Ask Tari: What Yoga Poses Do You Recommend After Breast Cancer Surgery?

A close friend and fellow yoga teacher recently asked me this question —”What Yoga Poses Do You Recommend After Breast Cancer Surgery?” – she’d just been through surgery herself and wanted to know where to start with yoga poses after breast surgery. It’s one of the most common questions I get, and honestly, one of the most important.

So here’s my honest answer: all of them. Every pose has something to offer. The real question isn’t which poses — it’s what do you need right now?

After breast surgery, that list of needs is usually long. Scar tissue. Restricted range of motion. Loss of strength in the arms and upper body. Protective posturing — that instinct to round forward and guard the chest that can become a habit if you’re not careful. Fatigue. Stress. And depending on your surgery, possible risk of lymphedema. These aren’t caused by cancer itself — they’re the side effects of treatment. And practicing yoga poses after breast surgery, with the right guidance, can help you address all of them.

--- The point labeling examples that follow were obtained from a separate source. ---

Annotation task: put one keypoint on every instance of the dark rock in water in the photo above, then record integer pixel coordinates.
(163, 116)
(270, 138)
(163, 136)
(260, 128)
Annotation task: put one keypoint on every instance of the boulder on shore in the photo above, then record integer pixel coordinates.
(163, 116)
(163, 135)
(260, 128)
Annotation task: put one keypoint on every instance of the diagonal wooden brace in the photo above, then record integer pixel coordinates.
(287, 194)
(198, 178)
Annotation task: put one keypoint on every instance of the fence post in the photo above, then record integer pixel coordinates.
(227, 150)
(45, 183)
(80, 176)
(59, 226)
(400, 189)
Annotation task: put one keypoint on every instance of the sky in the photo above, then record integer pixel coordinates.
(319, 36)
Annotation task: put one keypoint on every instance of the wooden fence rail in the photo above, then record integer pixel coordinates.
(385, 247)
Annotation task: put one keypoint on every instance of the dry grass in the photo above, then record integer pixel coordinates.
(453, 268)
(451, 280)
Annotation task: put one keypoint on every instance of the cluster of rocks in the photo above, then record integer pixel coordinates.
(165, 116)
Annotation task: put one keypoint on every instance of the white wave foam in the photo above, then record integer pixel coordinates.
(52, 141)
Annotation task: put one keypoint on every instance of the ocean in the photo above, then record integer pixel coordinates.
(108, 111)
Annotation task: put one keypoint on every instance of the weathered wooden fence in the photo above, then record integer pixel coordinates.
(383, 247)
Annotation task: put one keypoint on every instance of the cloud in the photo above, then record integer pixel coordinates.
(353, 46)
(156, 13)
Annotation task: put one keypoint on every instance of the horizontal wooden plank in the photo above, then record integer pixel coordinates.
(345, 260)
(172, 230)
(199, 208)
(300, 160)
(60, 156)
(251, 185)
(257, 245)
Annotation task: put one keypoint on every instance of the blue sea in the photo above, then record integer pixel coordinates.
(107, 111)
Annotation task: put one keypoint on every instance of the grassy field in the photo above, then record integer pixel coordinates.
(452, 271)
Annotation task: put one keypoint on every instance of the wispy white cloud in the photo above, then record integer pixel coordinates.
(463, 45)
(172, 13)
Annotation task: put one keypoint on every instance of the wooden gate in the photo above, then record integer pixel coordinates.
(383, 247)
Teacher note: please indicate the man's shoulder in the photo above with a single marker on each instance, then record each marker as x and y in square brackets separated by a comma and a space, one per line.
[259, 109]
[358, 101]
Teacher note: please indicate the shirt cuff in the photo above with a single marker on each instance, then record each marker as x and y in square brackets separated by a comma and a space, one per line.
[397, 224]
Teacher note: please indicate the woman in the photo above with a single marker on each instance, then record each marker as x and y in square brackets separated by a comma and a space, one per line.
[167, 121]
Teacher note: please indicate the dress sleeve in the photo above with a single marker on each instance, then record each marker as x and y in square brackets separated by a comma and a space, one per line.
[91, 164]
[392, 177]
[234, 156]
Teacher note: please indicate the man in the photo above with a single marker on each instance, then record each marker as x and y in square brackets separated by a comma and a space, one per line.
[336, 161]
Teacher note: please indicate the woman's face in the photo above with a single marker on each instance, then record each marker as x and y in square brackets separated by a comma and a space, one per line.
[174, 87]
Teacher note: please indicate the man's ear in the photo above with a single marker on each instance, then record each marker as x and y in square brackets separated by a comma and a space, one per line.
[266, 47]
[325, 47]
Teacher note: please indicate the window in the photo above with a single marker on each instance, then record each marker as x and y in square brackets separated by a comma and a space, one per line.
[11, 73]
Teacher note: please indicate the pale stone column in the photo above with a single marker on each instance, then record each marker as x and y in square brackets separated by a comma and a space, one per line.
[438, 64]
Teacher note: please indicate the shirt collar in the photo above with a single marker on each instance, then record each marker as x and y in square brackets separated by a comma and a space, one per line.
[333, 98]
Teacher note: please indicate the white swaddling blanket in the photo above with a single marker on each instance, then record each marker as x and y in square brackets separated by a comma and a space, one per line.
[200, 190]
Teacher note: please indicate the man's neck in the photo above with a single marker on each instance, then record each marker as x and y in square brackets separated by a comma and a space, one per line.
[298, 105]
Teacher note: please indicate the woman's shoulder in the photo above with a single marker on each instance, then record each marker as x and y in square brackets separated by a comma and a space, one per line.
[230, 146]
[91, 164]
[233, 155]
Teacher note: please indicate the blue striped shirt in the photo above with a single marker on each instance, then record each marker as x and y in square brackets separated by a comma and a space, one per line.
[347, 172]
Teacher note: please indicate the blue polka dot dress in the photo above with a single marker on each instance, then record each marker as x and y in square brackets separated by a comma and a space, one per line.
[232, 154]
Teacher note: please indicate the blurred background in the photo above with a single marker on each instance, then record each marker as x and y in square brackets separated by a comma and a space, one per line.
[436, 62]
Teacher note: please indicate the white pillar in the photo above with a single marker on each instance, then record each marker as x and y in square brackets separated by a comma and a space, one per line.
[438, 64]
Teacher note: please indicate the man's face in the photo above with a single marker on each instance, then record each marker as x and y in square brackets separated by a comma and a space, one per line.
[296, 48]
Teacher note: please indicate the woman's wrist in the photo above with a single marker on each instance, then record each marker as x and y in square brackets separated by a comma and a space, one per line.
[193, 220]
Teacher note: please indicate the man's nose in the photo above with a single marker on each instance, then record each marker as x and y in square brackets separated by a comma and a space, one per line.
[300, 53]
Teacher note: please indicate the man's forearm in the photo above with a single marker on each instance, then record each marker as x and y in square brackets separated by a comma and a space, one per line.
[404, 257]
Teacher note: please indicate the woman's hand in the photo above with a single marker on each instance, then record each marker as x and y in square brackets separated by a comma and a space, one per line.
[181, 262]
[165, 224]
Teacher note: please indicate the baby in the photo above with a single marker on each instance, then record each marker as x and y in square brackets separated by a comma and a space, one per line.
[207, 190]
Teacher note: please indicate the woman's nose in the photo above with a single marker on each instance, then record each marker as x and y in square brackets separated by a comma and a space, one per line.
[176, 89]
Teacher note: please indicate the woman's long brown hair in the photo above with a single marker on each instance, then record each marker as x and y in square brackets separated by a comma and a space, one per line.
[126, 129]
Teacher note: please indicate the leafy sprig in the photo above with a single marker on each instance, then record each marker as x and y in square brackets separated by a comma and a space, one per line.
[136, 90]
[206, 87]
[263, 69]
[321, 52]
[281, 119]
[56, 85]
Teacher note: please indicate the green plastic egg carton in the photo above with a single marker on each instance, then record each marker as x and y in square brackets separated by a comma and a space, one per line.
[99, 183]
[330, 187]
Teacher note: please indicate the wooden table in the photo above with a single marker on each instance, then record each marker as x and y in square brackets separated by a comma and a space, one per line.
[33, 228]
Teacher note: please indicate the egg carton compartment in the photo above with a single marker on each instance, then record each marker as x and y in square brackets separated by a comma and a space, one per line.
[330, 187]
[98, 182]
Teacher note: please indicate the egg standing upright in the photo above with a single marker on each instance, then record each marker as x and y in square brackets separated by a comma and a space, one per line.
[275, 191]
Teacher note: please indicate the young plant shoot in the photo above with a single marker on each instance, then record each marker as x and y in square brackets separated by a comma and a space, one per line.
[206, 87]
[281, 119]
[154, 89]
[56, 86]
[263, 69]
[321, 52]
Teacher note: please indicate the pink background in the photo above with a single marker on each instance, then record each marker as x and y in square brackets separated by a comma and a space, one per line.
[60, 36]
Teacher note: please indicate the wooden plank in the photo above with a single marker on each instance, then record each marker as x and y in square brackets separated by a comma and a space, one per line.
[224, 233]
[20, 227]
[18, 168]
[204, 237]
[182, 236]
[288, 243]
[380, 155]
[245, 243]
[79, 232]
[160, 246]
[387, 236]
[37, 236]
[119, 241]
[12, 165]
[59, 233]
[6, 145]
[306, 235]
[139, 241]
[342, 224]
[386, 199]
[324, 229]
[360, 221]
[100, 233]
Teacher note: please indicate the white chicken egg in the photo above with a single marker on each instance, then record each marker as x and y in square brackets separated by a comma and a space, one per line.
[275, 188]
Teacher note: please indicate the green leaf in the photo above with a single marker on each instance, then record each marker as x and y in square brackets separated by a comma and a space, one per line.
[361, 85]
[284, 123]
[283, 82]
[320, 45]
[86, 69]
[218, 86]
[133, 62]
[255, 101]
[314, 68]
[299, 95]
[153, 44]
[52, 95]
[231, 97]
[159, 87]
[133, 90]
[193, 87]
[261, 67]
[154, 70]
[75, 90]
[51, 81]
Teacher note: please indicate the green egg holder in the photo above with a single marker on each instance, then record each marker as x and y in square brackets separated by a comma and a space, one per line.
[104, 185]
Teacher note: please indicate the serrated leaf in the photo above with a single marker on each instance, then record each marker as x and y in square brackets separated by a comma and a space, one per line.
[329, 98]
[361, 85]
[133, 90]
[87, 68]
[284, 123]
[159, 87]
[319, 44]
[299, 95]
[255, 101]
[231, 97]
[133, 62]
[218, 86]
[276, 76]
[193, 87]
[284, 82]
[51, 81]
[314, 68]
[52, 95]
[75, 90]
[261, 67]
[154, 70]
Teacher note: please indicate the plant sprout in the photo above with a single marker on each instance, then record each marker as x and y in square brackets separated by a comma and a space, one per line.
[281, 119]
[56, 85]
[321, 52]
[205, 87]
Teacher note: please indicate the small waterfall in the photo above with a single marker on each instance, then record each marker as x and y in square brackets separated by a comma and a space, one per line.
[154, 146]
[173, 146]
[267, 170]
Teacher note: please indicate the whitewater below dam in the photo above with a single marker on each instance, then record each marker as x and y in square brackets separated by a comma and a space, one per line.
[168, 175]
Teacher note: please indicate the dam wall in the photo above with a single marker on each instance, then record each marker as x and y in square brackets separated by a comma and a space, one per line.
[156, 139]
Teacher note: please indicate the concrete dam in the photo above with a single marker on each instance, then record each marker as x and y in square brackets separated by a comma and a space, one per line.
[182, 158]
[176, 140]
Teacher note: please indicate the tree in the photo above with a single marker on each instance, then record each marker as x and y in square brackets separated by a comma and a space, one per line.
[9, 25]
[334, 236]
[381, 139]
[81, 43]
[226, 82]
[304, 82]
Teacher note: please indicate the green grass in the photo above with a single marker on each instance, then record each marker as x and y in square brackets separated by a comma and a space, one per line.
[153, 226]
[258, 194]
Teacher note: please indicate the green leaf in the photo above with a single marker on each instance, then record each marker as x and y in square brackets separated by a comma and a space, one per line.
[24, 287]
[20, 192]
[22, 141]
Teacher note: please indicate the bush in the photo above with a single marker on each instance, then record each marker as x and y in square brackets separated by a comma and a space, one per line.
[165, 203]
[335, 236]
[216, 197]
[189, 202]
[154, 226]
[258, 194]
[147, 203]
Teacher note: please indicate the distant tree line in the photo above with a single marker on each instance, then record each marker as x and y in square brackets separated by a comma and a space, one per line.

When someone asks about post-surgery poses specifically, I hear an underlying concern about the upper body — the chest, the arms, the back, the breath. So I’m sharing four movements I come back to again and again, both from my own recovery and in my work with students. There are many more in my book Yoga for Cancer or here on the website, but these are a good place to begin.


Cactus Clap

This one gently opens the chest and works the arms and shoulders through a range of motion that many people lose after surgery. It’s active but accessible — you control how far you go.


Dirty T-Shirt

Think about the movement of pulling a t-shirt up and over your head. This is a functional, real-life range of motion that surgery often takes away. This pose helps you get it back, gradually and safely.


Restorative Fish

After surgery, the body tends to close in on itself — shoulders round forward, chest muscles tighten, breathing becomes shallow. Restorative Fish is a gentle counter to all of that. It opens the chest passively, supports the spine, and gives the nervous system a chance to settle.


Full Body Stretch

Recovery can make the whole body feel contracted and small. This sequence reminds you that you have a full, strong body — not just a surgical site to protect. Moving and breathing in unison can help reclaim your physical self.


These four are a starting point, not a ceiling. As you recover, your practice can and should expand.

One thing I want to say clearly: the focus on the breast and upper body after surgery can be a little short-sighted. Any breast surgery — mastectomy, lumpectomy, reconstruction — brings risks that extend beyond the chest. Lymphedema is one of the most significant, affecting up to 42% of breast cancer survivors to some degree. Movement plays an important role in managing that risk, but it needs to be the right movement. I’ll be sharing more on yoga and lymphedema in a dedicated post because it deserves its own conversation.

The bigger picture is this: yoga isn’t just for the area that was operated on. It’s a tool for supporting your whole body — your immune system, your strength, your nervous system, your sense of self — through treatment and beyond. That’s what it was for me, and that’s what I want it to be for you.